If the only objective of this transit project were to improve transit service along Cobb Parkway, we could invest $2 million into doubling the frequency of the existing buses, and also running some additional buses that only stop at the major stops that have been identified along the BRT route. This $2 million investment would be a major upgrade from a transportation perspective, and would save taxpayers the remaining $998 million. It would also save millions in future annual operating and maintenance costs.
The other objective of the billion dollar transit proposal is to incentivize the redevelopment of private property. Cobb County has a Land Use Plan. Cobb is free to have its Land Use Plan allow high density mixed use development along this corridor. However, I continue to disagree with spending $1 billion of taxpayers’ tax dollars to incentivize the redevelopment of private property. I do not think this is an appropriate use of our tax dollars.
Future annual operating and maintenance costs for BRT would be much higher than just adding additional buses on Cobb Parkway.
• Will the extra millions of dollars for future operating and maintenance costs consume future funding that Cobb might have otherwise been able to use for other transportation needs elsewhere in Cobb?
• Will this misallocation of our financial resources take funding away from other needed services?
• Will this enhancement be so expensive to build and operate and maintain, that it will necessitate future tax increases?
One could also ask who are the special interests who would benefit / profit from the billion dollar plan, vs. a $2 million alternative that would do nothing more than to improve the existing transit service?
The BRT would operate in “barrier-separated” dedicated lanes, which would be built in the middle of Cobb Parkway. These barriers will block left turns into and out of existing businesses. This may adversely impact these businesses.
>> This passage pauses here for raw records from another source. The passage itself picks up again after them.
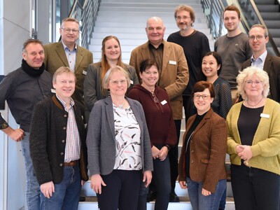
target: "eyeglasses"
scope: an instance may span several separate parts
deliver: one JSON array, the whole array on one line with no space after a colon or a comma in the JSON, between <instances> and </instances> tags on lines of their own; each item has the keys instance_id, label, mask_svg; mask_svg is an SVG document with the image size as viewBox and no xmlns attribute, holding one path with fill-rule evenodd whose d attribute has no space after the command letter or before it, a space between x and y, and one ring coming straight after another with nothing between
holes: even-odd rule
<instances>
[{"instance_id":1,"label":"eyeglasses","mask_svg":"<svg viewBox=\"0 0 280 210\"><path fill-rule=\"evenodd\" d=\"M127 83L127 80L110 80L110 83L112 84L112 85L118 85L118 83L120 83L120 85L125 85Z\"/></svg>"},{"instance_id":2,"label":"eyeglasses","mask_svg":"<svg viewBox=\"0 0 280 210\"><path fill-rule=\"evenodd\" d=\"M255 81L253 81L253 80L246 80L245 83L246 85L252 85L253 83L255 84L255 85L260 85L261 83L262 83L262 81L260 80L255 80Z\"/></svg>"},{"instance_id":3,"label":"eyeglasses","mask_svg":"<svg viewBox=\"0 0 280 210\"><path fill-rule=\"evenodd\" d=\"M260 41L262 38L262 37L267 37L267 36L262 36L262 35L258 35L258 36L249 36L249 39L251 41L254 41L255 38L257 39L257 41Z\"/></svg>"},{"instance_id":4,"label":"eyeglasses","mask_svg":"<svg viewBox=\"0 0 280 210\"><path fill-rule=\"evenodd\" d=\"M177 16L177 17L175 18L175 19L176 20L181 20L181 19L183 19L183 20L187 20L188 18L190 18L190 17L188 17L188 16L183 16L183 17Z\"/></svg>"},{"instance_id":5,"label":"eyeglasses","mask_svg":"<svg viewBox=\"0 0 280 210\"><path fill-rule=\"evenodd\" d=\"M209 95L208 94L195 94L193 95L193 98L196 100L198 100L200 97L202 98L202 99L206 100L206 99L208 99L209 97Z\"/></svg>"},{"instance_id":6,"label":"eyeglasses","mask_svg":"<svg viewBox=\"0 0 280 210\"><path fill-rule=\"evenodd\" d=\"M69 34L70 31L72 31L73 34L77 34L79 31L77 29L64 29L64 28L62 28L62 29L63 29L66 34Z\"/></svg>"}]
</instances>

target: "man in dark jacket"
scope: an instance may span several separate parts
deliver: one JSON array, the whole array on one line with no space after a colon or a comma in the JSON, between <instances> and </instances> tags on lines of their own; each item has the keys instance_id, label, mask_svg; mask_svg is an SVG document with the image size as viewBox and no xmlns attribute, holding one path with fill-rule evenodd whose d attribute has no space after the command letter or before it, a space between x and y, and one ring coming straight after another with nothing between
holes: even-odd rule
<instances>
[{"instance_id":1,"label":"man in dark jacket","mask_svg":"<svg viewBox=\"0 0 280 210\"><path fill-rule=\"evenodd\" d=\"M0 130L15 141L20 141L26 173L25 199L28 209L39 209L40 191L29 153L29 126L34 105L50 97L52 77L45 71L42 43L28 39L23 44L22 66L4 77L0 83L0 109L7 101L19 128L10 127L0 114Z\"/></svg>"},{"instance_id":2,"label":"man in dark jacket","mask_svg":"<svg viewBox=\"0 0 280 210\"><path fill-rule=\"evenodd\" d=\"M41 209L78 209L88 179L84 108L71 95L76 77L59 68L52 78L56 95L38 103L30 127L30 154L41 188Z\"/></svg>"}]
</instances>

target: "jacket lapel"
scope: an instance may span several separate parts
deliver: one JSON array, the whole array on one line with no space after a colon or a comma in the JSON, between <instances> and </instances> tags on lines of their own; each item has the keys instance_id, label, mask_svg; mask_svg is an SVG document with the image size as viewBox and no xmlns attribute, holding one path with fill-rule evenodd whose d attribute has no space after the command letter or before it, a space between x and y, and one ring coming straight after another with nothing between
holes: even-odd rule
<instances>
[{"instance_id":1,"label":"jacket lapel","mask_svg":"<svg viewBox=\"0 0 280 210\"><path fill-rule=\"evenodd\" d=\"M105 102L105 111L106 115L108 120L108 123L109 124L110 130L115 139L115 121L113 118L113 102L110 97L106 97L104 99Z\"/></svg>"},{"instance_id":2,"label":"jacket lapel","mask_svg":"<svg viewBox=\"0 0 280 210\"><path fill-rule=\"evenodd\" d=\"M83 57L83 49L77 45L77 54L76 57L75 71L78 69Z\"/></svg>"}]
</instances>

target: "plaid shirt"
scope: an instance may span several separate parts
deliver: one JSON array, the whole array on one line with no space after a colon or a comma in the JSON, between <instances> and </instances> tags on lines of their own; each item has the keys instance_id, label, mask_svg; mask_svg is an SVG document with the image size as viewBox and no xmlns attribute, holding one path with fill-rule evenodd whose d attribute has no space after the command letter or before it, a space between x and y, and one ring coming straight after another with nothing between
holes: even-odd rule
<instances>
[{"instance_id":1,"label":"plaid shirt","mask_svg":"<svg viewBox=\"0 0 280 210\"><path fill-rule=\"evenodd\" d=\"M67 110L66 103L57 95L57 97L62 102L65 111L68 112L64 162L69 162L79 160L80 157L80 140L73 108L75 102L71 99L70 107Z\"/></svg>"}]
</instances>

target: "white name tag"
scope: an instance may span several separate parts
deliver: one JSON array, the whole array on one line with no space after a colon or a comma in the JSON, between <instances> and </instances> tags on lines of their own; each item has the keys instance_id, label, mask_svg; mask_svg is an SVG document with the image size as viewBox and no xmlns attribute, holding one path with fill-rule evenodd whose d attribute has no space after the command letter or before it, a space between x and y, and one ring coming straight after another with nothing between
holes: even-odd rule
<instances>
[{"instance_id":1,"label":"white name tag","mask_svg":"<svg viewBox=\"0 0 280 210\"><path fill-rule=\"evenodd\" d=\"M261 114L260 114L260 117L261 118L270 118L270 115L269 114L265 114L265 113L262 113Z\"/></svg>"},{"instance_id":2,"label":"white name tag","mask_svg":"<svg viewBox=\"0 0 280 210\"><path fill-rule=\"evenodd\" d=\"M167 103L167 102L166 100L163 100L162 102L160 102L160 104L162 104L162 105L164 105Z\"/></svg>"},{"instance_id":3,"label":"white name tag","mask_svg":"<svg viewBox=\"0 0 280 210\"><path fill-rule=\"evenodd\" d=\"M176 65L177 62L174 60L169 60L169 64Z\"/></svg>"}]
</instances>

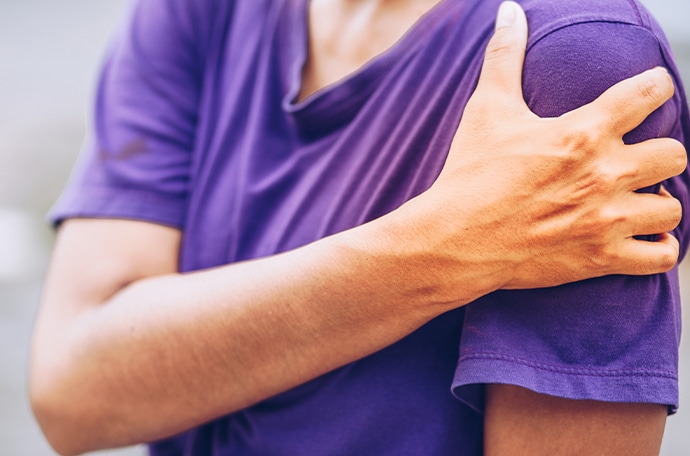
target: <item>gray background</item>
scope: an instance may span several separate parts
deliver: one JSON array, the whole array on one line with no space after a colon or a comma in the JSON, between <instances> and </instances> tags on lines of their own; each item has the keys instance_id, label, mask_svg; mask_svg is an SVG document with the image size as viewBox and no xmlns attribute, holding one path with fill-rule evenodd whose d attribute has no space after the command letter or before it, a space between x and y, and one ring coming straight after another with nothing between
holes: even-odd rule
<instances>
[{"instance_id":1,"label":"gray background","mask_svg":"<svg viewBox=\"0 0 690 456\"><path fill-rule=\"evenodd\" d=\"M604 0L602 0L604 1ZM690 2L646 0L690 83ZM43 214L76 158L103 49L127 0L0 0L0 454L51 455L26 400L26 359L52 233ZM682 267L685 302L690 265ZM687 305L685 305L687 309ZM88 400L89 398L84 398ZM662 454L690 454L690 342ZM130 448L100 455L133 456Z\"/></svg>"}]
</instances>

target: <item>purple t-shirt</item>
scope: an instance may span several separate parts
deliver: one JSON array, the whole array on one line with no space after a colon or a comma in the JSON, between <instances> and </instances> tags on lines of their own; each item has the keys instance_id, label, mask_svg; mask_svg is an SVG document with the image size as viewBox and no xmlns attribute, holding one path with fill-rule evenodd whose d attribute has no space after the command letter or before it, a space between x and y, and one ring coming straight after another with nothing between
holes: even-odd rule
<instances>
[{"instance_id":1,"label":"purple t-shirt","mask_svg":"<svg viewBox=\"0 0 690 456\"><path fill-rule=\"evenodd\" d=\"M390 50L296 102L307 3L140 0L109 54L91 140L53 219L177 227L180 270L191 271L293 249L427 189L476 84L499 0L443 0ZM668 43L639 4L522 4L531 31L524 93L535 112L559 115L662 65L676 95L626 140L690 137ZM665 183L685 207L688 182ZM686 221L676 235L685 245ZM674 270L497 292L151 451L479 455L486 383L673 411L678 289Z\"/></svg>"}]
</instances>

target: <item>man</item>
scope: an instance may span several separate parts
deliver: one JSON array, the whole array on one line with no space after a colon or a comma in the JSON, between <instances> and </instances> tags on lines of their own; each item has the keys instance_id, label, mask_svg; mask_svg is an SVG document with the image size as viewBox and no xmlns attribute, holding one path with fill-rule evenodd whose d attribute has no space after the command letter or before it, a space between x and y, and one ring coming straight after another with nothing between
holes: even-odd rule
<instances>
[{"instance_id":1,"label":"man","mask_svg":"<svg viewBox=\"0 0 690 456\"><path fill-rule=\"evenodd\" d=\"M532 47L560 36L548 10L558 3L529 10L533 26L549 25ZM479 454L483 384L494 385L487 452L658 451L676 400L672 367L648 354L672 351L668 341L635 345L632 359L603 351L604 361L569 345L572 359L555 367L546 350L562 352L560 319L616 335L625 309L636 334L674 334L655 325L677 315L672 275L596 281L587 304L563 292L555 315L530 327L547 310L525 307L529 321L507 336L500 318L520 305L501 295L465 305L498 289L669 271L679 201L635 191L682 173L685 152L621 139L669 99L642 134L682 136L662 127L684 105L654 69L582 109L536 117L522 99L527 32L514 3L499 12L468 102L496 6L139 2L102 79L94 144L54 212L31 390L58 451L164 439L153 454ZM556 92L530 93L533 52L525 87L539 107ZM664 63L657 54L642 64ZM664 185L685 202L686 182ZM634 237L646 235L658 239ZM668 299L649 301L658 290ZM610 295L625 304L613 317ZM512 348L545 330L556 334L520 348L536 348L546 369L492 368L522 364L483 350L489 342ZM580 334L574 342L590 333ZM583 356L603 371L583 370ZM628 375L638 360L646 377ZM571 371L582 374L572 384ZM542 390L528 381L539 375L572 388ZM614 387L582 381L599 377ZM649 379L658 395L640 393ZM496 386L506 382L517 386ZM545 421L540 439L530 426ZM569 446L582 432L590 440Z\"/></svg>"}]
</instances>

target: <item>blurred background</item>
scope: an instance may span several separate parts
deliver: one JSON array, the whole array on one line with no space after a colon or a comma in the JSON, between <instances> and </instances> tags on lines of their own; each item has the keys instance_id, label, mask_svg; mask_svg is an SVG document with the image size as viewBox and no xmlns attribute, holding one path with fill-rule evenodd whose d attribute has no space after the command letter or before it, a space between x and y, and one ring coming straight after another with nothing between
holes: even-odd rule
<instances>
[{"instance_id":1,"label":"blurred background","mask_svg":"<svg viewBox=\"0 0 690 456\"><path fill-rule=\"evenodd\" d=\"M690 88L690 2L643 3L664 26ZM103 50L128 5L129 0L0 0L0 455L54 454L34 423L25 386L30 333L53 242L44 216L76 159ZM687 310L690 264L681 270ZM668 421L664 456L690 455L689 339L684 337L681 349L681 411ZM94 454L141 456L144 449Z\"/></svg>"}]
</instances>

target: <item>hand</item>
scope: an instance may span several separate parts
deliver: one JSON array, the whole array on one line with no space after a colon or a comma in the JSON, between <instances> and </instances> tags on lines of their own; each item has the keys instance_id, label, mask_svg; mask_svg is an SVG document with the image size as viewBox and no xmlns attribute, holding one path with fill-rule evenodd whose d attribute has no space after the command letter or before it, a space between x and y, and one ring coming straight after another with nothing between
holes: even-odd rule
<instances>
[{"instance_id":1,"label":"hand","mask_svg":"<svg viewBox=\"0 0 690 456\"><path fill-rule=\"evenodd\" d=\"M668 73L650 70L560 118L538 118L521 90L524 12L508 2L502 13L441 175L412 203L436 262L456 265L441 280L467 267L496 280L487 288L668 271L680 203L635 190L683 172L685 150L672 139L622 140L673 95Z\"/></svg>"}]
</instances>

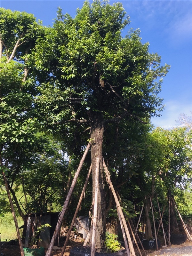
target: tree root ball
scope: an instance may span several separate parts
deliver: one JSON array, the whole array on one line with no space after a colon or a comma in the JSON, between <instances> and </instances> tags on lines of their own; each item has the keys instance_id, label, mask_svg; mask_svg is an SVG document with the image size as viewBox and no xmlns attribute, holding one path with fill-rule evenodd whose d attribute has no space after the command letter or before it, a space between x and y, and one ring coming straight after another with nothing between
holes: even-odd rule
<instances>
[{"instance_id":1,"label":"tree root ball","mask_svg":"<svg viewBox=\"0 0 192 256\"><path fill-rule=\"evenodd\" d=\"M70 250L69 256L91 256L90 248L80 248L74 247ZM124 256L123 250L116 252L96 252L95 256Z\"/></svg>"},{"instance_id":2,"label":"tree root ball","mask_svg":"<svg viewBox=\"0 0 192 256\"><path fill-rule=\"evenodd\" d=\"M181 244L186 241L187 238L186 235L171 234L170 236L170 242L172 244Z\"/></svg>"}]
</instances>

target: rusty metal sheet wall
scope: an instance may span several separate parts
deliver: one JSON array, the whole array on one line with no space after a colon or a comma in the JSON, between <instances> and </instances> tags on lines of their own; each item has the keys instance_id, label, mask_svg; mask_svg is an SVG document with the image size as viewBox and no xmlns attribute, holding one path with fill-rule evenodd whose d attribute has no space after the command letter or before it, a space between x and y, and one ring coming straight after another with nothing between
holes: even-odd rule
<instances>
[{"instance_id":1,"label":"rusty metal sheet wall","mask_svg":"<svg viewBox=\"0 0 192 256\"><path fill-rule=\"evenodd\" d=\"M42 216L41 225L43 225L46 223L51 224L50 215ZM44 247L44 248L48 248L50 243L50 228L47 227L45 228L44 230L41 231L39 236L39 239L41 239L41 241L40 240L39 241L39 246Z\"/></svg>"},{"instance_id":2,"label":"rusty metal sheet wall","mask_svg":"<svg viewBox=\"0 0 192 256\"><path fill-rule=\"evenodd\" d=\"M77 232L83 234L83 238L85 239L89 231L89 218L87 216L80 216L76 219L74 226L76 228Z\"/></svg>"},{"instance_id":3,"label":"rusty metal sheet wall","mask_svg":"<svg viewBox=\"0 0 192 256\"><path fill-rule=\"evenodd\" d=\"M23 243L25 247L30 246L30 239L34 234L34 224L36 223L36 214L32 213L29 215L25 216L24 228L23 229L23 235L24 238L22 239ZM42 241L39 241L38 243L39 246L48 248L49 245L50 239L51 238L52 234L55 230L55 226L57 223L58 216L57 213L51 213L49 215L43 215L42 216L41 224L43 225L46 223L50 224L51 228L47 227L44 230L41 232L39 238ZM38 226L40 225L40 214L38 214L36 223ZM57 238L55 245L59 246L60 243L60 232Z\"/></svg>"}]
</instances>

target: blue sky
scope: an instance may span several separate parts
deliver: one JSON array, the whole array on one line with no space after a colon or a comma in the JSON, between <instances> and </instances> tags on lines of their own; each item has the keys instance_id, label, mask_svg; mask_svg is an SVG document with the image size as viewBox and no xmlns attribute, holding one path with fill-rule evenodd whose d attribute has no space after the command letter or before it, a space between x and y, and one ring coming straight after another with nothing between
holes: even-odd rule
<instances>
[{"instance_id":1,"label":"blue sky","mask_svg":"<svg viewBox=\"0 0 192 256\"><path fill-rule=\"evenodd\" d=\"M164 78L160 97L166 105L162 116L153 118L155 126L172 128L180 114L191 116L192 111L192 0L110 0L120 2L130 17L131 28L139 28L143 43L148 42L149 52L162 56L162 64L171 66ZM33 13L43 24L52 26L57 7L72 17L82 0L0 0L0 6L12 11Z\"/></svg>"}]
</instances>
A large portion of the billion dollars will be spent on the “intersection grade separations.” (Grade separations means one crossing over the other.)
If these intersection grade separations were separating all north-south vehicular traffic from all east-west vehicular traffic, it would have had a huge benefit for reducing traffic congestion for everybody. However, these grade separations will cost hundreds of millions of dollars to build bridges for the buses to cross over these intersections.
Downtown city streets are designed to accommodate relatively slow-moving traffic, while also accommodating large amounts of pedestrian traffic. Cobb Parkway is not a city street. It is a major highway designed to allow fast-moving vehicular traffic to move longer distances. Is it realistic to try to convert the functionality of Cobb Parkway into the equivalent of a downtown city street?
BRT would operate entirely in the middle of Cobb Parkway. In order to get to the bus, every transit rider will have to cross to the middle of Cobb Parkway. And when the rider reaches their destination, they will again have to cross Cobb Parkway. Cobb promises to assure that this can be done safely. Can it be done safely, and conveniently, and at a reasonable cost, and not impede traffic flow on this major highway?
This project will not help to alleviate traffic congestion. Annual operating and maintenance costs will cost millions more than just increasing the frequency of the existing bus service. The existing bus service on Cobb Parkway could be significantly enhanced for $2 million, and therefore save taxpayers the other $998 million.
Does the billion dollar plan give taxpayers good value for our money?
Ron Sifen is president of the Cobb County Civic Coalition.